Un autre jour il m’a dit: Je vous ai vu au Mexique avec votre femme. Vous aviez un appareil photo entre les mains, un Rolleiflex je crois, vous faisiez du tourisme et là, vous étiez devant la pyramide de Kukulkan que vous essayiez de faire entrer dans la photo. Cela vous dit quelque chose?
MOI: Nous ne sommes jamais allés là-bas. Vous êtes sûr que c’était nous?
LUI: L’image disait que c’était vous.
MOI: Quel âge avions-nous?
LUI: Oh, vous étiez jeunes, la quarantaine peut-être.
MOI: Quand nous avions quarante ans, nos enfants étaient petits, ils voyageaient avec nous. Jamais nous n’avons voyagé sans eux. Ou peut-être deux ou trois fois à Paris, et une fois à Londres. Pas davantage. Ils n’étaient pas sur la photo?
LUI: Non, il n’y avait que vous sur la photo, et aucun autre touriste. Vous sortez d’une forêt où volent des perroquets ou des oiseaux de ce genre, et soudain, dans une clairière, la pyramide apparaît devant vous. Et votre femme se tient dans votre dos, tandis que vous vous approchez juste assez pour faire entrer la pyramide dans la photo. Comme on la voit, votre femme est très belle. Très lumineuse. Elle est prise de profil, dans un instant où elle se tourne, si bien que son visage est flou.
MOI: Le pire, c’est que ça ressemble assez! (Rire.) Où avez-vous pêché cela?
LUI: Et je ne veux pas m'appesantir sur le sujet, je ne voulais même pas vous en parler, mais puisque nous y sommes, autant le dire: il y a beaucoup d’autres photos aussi qui défilent à toute vitesse, associées à celle-ci.
MOI: Je ne comprends pas.
LUI: Oh, quantité de photos qui sont prises, non pas devant la pyramide mais dans votre chambre d’hôtel.
MOI: Dans notre chambre d’hôtel?
LUI: Oui, dans votre chambre d’hôtel. Vous êtes des touristes, il faut bien que la nuit vous dormiez quelque part, et même que vous fassiez la sieste, pendant de longues heures de la journée, quand il fait trop chaud pour sortir, et que vous preniez des douches. Est-ce que je me fais comprendre?

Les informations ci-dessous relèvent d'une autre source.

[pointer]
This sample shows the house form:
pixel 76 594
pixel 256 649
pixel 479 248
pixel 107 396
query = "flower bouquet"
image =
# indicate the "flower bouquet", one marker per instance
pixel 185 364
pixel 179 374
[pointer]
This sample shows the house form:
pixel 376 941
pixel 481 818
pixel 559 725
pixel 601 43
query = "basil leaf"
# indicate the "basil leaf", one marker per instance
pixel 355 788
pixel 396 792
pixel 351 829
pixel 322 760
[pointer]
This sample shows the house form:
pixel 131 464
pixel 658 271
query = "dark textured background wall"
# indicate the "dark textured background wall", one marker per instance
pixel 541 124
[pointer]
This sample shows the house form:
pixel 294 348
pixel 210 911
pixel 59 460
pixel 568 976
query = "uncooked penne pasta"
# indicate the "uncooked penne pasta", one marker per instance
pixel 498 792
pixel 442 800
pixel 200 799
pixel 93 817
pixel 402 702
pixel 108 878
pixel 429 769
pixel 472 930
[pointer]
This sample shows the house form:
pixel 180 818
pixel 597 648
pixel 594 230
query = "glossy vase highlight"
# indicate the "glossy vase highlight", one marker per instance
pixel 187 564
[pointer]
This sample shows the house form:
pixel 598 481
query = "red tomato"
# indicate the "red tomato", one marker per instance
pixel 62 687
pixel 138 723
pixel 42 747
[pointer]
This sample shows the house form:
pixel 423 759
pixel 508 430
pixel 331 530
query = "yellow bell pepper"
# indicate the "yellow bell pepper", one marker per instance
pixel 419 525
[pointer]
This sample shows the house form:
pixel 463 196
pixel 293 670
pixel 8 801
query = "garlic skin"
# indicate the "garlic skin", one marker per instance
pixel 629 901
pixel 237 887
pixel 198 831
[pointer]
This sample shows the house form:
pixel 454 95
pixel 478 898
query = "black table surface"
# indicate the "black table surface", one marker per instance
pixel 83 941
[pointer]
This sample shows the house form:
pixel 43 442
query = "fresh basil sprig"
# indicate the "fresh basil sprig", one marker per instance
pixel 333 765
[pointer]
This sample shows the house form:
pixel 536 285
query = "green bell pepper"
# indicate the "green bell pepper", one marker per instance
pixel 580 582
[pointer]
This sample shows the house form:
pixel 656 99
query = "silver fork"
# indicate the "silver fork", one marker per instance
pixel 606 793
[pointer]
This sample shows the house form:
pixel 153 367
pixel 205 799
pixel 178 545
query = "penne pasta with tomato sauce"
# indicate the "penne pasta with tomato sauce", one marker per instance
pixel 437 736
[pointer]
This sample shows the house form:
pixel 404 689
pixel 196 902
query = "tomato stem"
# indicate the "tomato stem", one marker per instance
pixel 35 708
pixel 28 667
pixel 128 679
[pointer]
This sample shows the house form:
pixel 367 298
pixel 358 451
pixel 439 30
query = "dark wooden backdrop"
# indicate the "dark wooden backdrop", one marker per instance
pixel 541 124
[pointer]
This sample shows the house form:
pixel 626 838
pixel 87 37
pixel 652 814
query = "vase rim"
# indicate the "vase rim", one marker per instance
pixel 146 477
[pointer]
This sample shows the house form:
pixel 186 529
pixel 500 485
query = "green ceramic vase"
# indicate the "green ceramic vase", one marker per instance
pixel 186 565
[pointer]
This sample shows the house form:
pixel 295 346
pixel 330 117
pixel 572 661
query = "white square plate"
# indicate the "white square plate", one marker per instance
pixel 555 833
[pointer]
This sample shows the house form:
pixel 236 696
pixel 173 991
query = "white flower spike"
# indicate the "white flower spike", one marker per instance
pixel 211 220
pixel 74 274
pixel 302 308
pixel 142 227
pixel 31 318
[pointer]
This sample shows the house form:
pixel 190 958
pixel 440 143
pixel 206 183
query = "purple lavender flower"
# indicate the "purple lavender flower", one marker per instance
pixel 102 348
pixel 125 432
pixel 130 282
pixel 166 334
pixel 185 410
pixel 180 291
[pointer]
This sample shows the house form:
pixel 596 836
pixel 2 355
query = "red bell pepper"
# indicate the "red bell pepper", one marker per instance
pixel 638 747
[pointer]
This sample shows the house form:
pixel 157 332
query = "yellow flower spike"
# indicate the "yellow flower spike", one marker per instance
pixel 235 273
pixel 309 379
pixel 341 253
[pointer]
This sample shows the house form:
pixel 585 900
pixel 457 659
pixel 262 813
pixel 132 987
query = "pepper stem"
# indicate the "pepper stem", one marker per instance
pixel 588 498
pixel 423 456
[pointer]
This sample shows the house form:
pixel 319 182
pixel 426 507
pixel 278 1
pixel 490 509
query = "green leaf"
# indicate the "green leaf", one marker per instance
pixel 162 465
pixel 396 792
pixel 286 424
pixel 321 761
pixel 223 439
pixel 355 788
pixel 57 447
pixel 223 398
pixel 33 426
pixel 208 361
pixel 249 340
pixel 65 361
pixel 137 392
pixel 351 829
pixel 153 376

MOI: Oh, oui, maintenant je vois très bien. Vous essayez de me faire entendre que, sur ces photos, ma chère femme est dévêtue.
LUI: Elle l’est, en effet. Et pardon, mais je vous y vois aussi.
MOI: Moi aussi? Comment cela?
LUI: Cette chambre a beau être petite, elle n’en est pas moins meublée d’un grand lit, toujours défait, et d’une petite table en bois sur laquelle sont posées une machine à écrire et une rame de papier. Et puis, il y a un miroir. Un grand miroir. Vous imaginez la chose, ou faut-il que je vous fasse un dessin?
MOI: Vous voulez dire que, dans cette chambre, on nous voit tous deux dans le miroir?
LUI: Exactement. Sur beaucoup de photos, l’appareil que vous tenez entre vos mains apparaît dans le miroir, au premier plan, et votre femme se tient à côté de vous. Vous lui avez demandé de s’approcher assez pour entrer dans le cadre. Et elle se montre fièrement. D’une manière très digne et très belle. Vous pouvez me croire, ces images n’ont rien d’indécent.
MOI: Vous m’avez presque convaincu. Et puis, au point où nous en sommes, dommage que je ne les voie pas, moi aussi, ces photos. Que je ne les aie pas gardées.
LUI: Ne vous plaignez pas. Grâce à moi, grâce au pauvre fantôme que je suis, maintenant vous les verrez.
MOI: Mais on ne m’avait pas dit que vous étiez un assassin?